Ajoutons les IA qui déboulent pour tout chambouler, pour le meilleur et le pire simultanément sans doute, le tout sur fond de changement climatique, dont personne n’a plus rien à foutre — quand ce n’est pas une forme de déni née de l’impossibilité d’agir. Citons aussi la dépression démographique, dans les pays riches et pas qu’eux, un phénomène aux conséquences inconnues mais colossales, connu depuis quarante ans mais dont on ne parle presque jamais. Au moment où j’écris ceci, une crise dans une zone impliquant trois puissances nucléaires semble se calmer sans rien régler.

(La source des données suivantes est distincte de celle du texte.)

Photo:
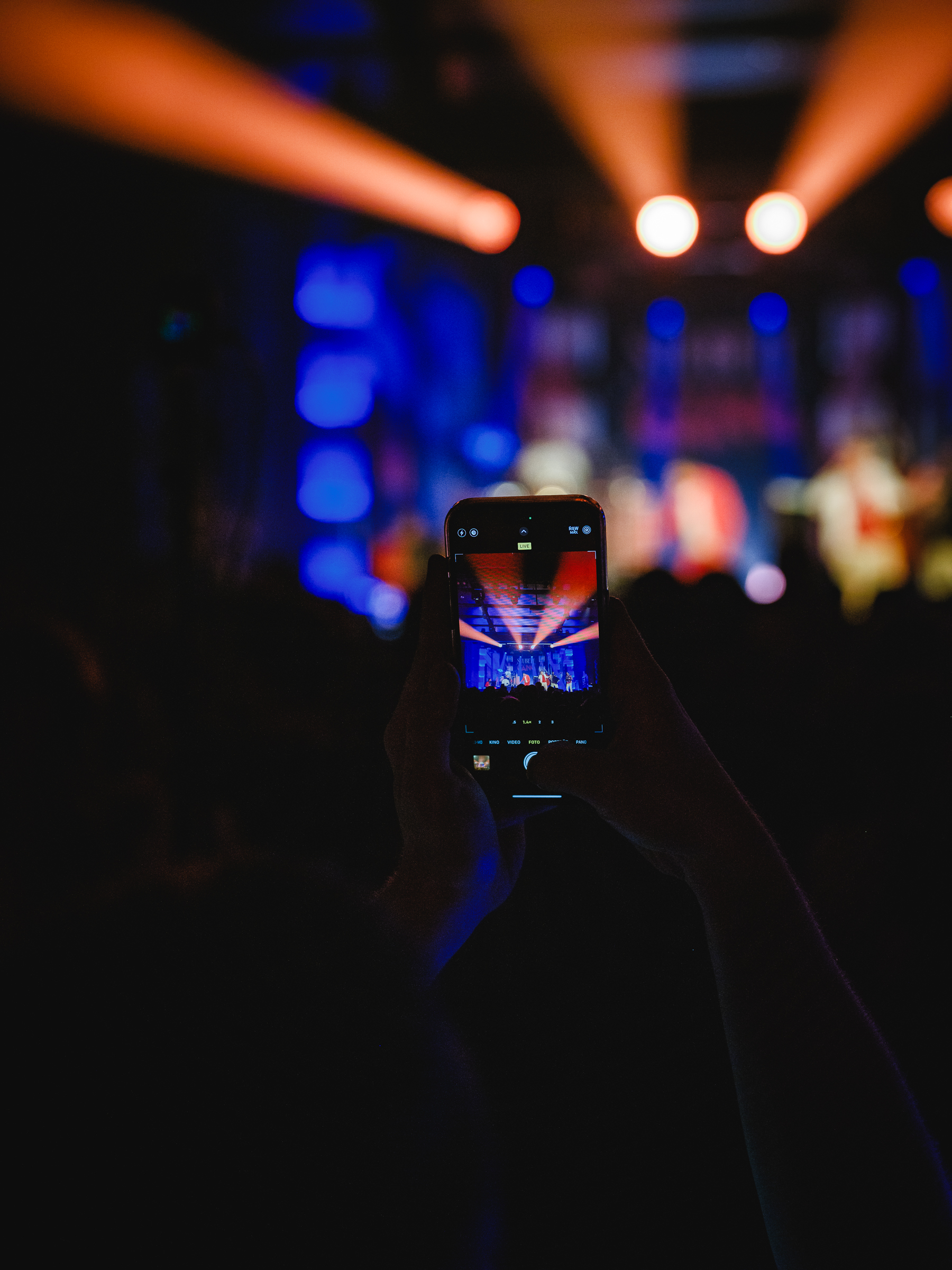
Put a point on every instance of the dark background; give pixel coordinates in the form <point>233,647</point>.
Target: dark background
<point>159,706</point>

Le monde devient imprévisible (Taleb le prévoyait d’ailleurs) mais, à postériori, les explications seront limpides, et nous nous gausserons de nos illusions passées, sur lesquelles nous avons bâties une civilisation.

Des leçons de ce livre ?

  • Ne pas lire trop les journaux, ils ne sont que l’écume, les commentateurs peuvent être profonds et cultivés, leurs prédictions n’ont pas de valeur en pratique. (Cela me déculpabilise de lire et d’écouter des podcasts avec des mois de retard, une bonne partie se périme naturellement.)
  • Être prêt pour une catastrophe sans trop vouloir la prévoir : ne pas faire comme les Français prêts en 1940 pour la guerre précédente. (Mais bon, notre civilisation entière se met la tête dans le sable depuis des années sur tant de sujet…)
  • Il va falloir beaucoup plus d’imagination pour nous en sortir.